Strutture

  • Cemento armato:

Rappresenta la tecnologia tradizionale. Il fondo viene livellato con uno strato di calcestruzzo magro in modo da accogliere i ferri di armatura della base, delle pareti e della casseratura laterale. Si procederà in due tempi diversi al getto di base e a quello delle pareti. A vasca realizzata verrà eseguito l’intonaco impermeabilizzante, base del successivo rivestimento.Questa soluzione è in grado di soddisfare esigenze particolari di progettazione e di design. Indispensabile per rivestimento in piastrelle o mosaico. E’ sicuramente la soluzione più costosa.

  • Cemento armato prefabbricato:

Presenta buone caratteristiche dì resistenza e staticità anche se inferiori alla soluzione in getto. Su una base di calcestruzzo armato, lungo il perimetro, vengono posati e ancorati ai ferri di ripresa del fondo degli elementi standard a doppia lastra parallela (vuoti all’interno) di cemento armato vibrato di 25 cm di spessore e di altezza variabile. Successivamente i suddetti pannelli vengono riempiti con getto di calcestruzzo.

  • Tecnologia mista:

Rappresenta la soluzione più moderna grazie alla libertà di progettazione, affidabilità della struttura e velocità di realizzazione. Sono realizzabili con un fondo in calcestruzzo armato e pareti costituite da elementi modulari prefabbricati in diversi materiali che possono essere l’acciaio galvanizzato, l’acciaio inox, l’alluminio o resine di sintesi. Fra queste, la più apprezzata per l’ottimo rapporto qualità prezzo è sicuramente la soluzione in acciaio galvanizzato con rivestimento interno in PVC armato.

  • Vetroresina:

Particolarmente utilizzata per chi vuole realizzare una piccola piscina in tempi rapidi.
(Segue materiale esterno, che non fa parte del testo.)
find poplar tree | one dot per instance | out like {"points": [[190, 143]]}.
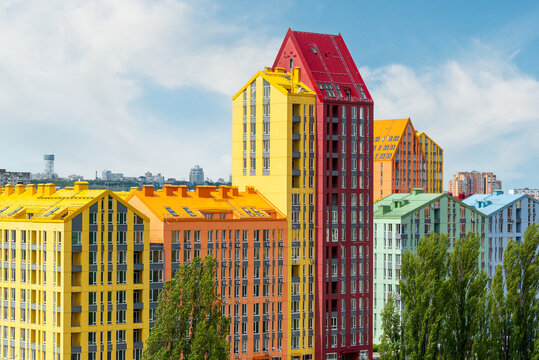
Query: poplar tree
{"points": [[424, 292], [391, 344], [189, 324], [467, 290]]}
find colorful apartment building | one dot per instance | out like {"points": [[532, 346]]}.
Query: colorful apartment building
{"points": [[247, 235], [399, 160], [74, 266], [434, 159], [466, 183], [400, 220], [508, 217], [273, 148], [532, 192], [330, 232]]}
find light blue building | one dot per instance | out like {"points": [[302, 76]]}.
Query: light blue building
{"points": [[508, 217]]}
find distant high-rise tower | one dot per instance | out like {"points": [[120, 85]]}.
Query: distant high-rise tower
{"points": [[475, 182], [49, 165], [196, 175]]}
Essendo la struttura monoblocco, onde evitare problemi di torsione con conseguenti fessurazioni, è indispensabile collocarla in terreni stabili con un livellamento estremamente preciso del sottofondo in getto di calcestruzzo armato

  •  Rivestimento

Piastrella la monocottura ceramica smaltata sulla superficie esterna presenta ottime doti antigelive, resistente agli urti, allo sgretolamento e alle rigature, assicura l’inalterabilità dei colori ed una grande libertà progettuale dovuta alla vasta gamma cromatica e dimensionale esistente. Il formato più classico è di 24 x l1.5 cm con uno spessore di 8/15 mm.

Mosaico il mosaico vetroso è superiore, per quanto riguarda le proprietà chimico fisiche, alla piastrella ed assicura una maggior precisione di esecuzione agevolando il montaggio e riducendo i tempi di posa. Il formato ridotto di ciascuna tessera rende infatti possibile il rivestimento di ogni particolare e qualunque tipo di decorazione, anche con disegni complessi e originali.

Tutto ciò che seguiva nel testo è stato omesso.